The first ever full-length biography of the unique woman who changed the face of pottery and epitomised the Art Deco movement.
Clarice Cliff was one of the most significant ceramic designers of the twentieth century. Her work - a 'gargantuan feast of colour' - is avidly collected and is for many the epitome of Art Deco.
From the first, Clarice Cliff refused limitations. When she started work in the Potteries before the First World War, she was just another factory girl with a rolled-up pinny in her pocket and nothing much expected of her future. But by 1928, the year of the 'Flapper-vote', Clarice Cliff was launching 'Bizarre', a range of pottery as striking in appearance as in name, each piece stamped with her own signature.

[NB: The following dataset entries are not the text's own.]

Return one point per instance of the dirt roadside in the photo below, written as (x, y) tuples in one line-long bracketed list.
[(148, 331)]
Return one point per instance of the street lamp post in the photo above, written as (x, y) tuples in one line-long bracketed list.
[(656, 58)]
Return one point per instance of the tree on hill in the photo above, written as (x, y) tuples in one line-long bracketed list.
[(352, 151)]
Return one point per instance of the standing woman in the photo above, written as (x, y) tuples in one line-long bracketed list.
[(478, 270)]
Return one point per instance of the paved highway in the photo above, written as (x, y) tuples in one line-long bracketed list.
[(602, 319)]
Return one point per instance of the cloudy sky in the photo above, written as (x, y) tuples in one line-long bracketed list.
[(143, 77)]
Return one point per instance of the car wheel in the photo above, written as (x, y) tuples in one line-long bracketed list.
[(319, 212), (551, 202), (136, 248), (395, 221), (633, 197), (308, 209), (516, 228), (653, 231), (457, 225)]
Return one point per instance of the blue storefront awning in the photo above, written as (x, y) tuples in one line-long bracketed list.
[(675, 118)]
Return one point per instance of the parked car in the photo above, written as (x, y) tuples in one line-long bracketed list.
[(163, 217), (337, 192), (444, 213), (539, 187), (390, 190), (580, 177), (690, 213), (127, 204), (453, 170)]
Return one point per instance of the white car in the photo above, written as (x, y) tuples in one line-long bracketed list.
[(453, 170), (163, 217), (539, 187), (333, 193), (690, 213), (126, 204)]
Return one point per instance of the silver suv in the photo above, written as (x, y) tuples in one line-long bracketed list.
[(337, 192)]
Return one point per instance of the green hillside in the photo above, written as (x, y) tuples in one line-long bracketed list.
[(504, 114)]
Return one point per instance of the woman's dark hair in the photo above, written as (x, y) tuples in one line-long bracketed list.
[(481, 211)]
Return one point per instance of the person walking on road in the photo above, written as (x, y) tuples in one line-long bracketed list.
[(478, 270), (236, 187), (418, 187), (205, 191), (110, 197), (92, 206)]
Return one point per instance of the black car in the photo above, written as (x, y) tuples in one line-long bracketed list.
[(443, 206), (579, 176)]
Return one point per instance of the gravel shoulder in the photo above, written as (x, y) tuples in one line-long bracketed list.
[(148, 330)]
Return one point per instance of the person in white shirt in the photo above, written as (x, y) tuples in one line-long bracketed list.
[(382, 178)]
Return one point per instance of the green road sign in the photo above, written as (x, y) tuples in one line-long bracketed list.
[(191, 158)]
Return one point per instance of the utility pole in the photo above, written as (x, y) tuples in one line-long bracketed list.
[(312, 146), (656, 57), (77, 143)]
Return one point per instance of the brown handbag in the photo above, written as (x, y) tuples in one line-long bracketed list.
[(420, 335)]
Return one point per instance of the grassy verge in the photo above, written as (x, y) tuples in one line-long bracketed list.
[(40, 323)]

Women responded to the modern spirit of her work. 'Bizarre' was different at a time women hoped their lives could be different too. Clarice Cliff's tastes were magpie and eclectic: the latest European styles, ancient colourings and cottage-garden flowers were given a domestic context. The resulting look was bold, innovative and all the rage.

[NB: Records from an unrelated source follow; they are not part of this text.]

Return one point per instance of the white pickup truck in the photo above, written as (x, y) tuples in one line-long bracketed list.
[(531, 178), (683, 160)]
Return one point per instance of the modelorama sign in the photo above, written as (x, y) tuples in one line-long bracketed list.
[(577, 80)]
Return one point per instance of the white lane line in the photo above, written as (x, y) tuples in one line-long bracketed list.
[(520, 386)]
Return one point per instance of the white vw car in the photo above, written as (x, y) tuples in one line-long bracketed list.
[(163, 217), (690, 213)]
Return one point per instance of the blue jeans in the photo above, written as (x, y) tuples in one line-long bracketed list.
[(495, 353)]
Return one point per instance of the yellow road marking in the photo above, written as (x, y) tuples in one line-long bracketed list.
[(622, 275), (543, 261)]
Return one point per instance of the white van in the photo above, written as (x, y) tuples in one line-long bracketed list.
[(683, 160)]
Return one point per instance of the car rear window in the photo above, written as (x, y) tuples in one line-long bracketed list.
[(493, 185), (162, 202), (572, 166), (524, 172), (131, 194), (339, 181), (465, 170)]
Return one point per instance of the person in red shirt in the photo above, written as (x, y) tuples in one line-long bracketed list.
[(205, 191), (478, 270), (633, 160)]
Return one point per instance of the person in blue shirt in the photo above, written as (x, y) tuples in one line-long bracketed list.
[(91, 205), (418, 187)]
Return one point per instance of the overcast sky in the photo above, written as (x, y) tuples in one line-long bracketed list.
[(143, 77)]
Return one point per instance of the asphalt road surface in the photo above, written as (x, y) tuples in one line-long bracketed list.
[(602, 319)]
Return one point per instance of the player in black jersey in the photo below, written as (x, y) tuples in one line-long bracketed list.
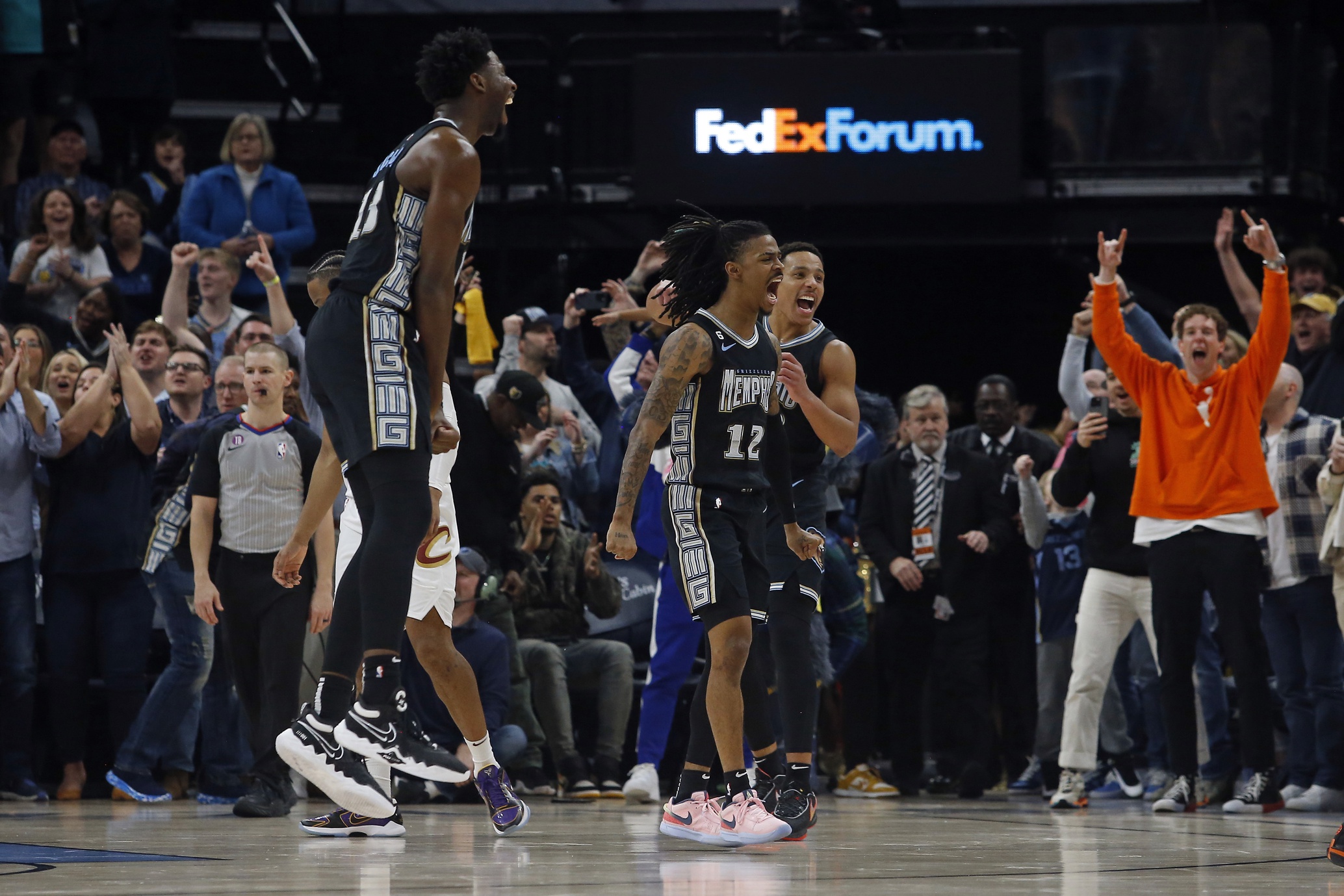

As a working-class woman, Clarice Cliff's journey from apprentice gilder to art director was remarkable. But the life of the 'brilliant girl artist', as the press romantically dubbed her, was not without its ironies. Though a thoroughly modern career woman, she lived for years with her parents in the terraced house she had grown up in; she became a public figure but conducted a clandestine relationship with her married boss; she designed for women at home, but rarely took a day off work.
In her insightful and engrossing biography of this talented, ground-breaking woman, Lynn Knight also draws a vivid portrait of Britain between the wars, and in particular of the lives of women. Fusing art, design and industry, social history and biographical detail, it is a vibrant study of an Art Deco icon whose work continues to arouse strong and conflicting passions.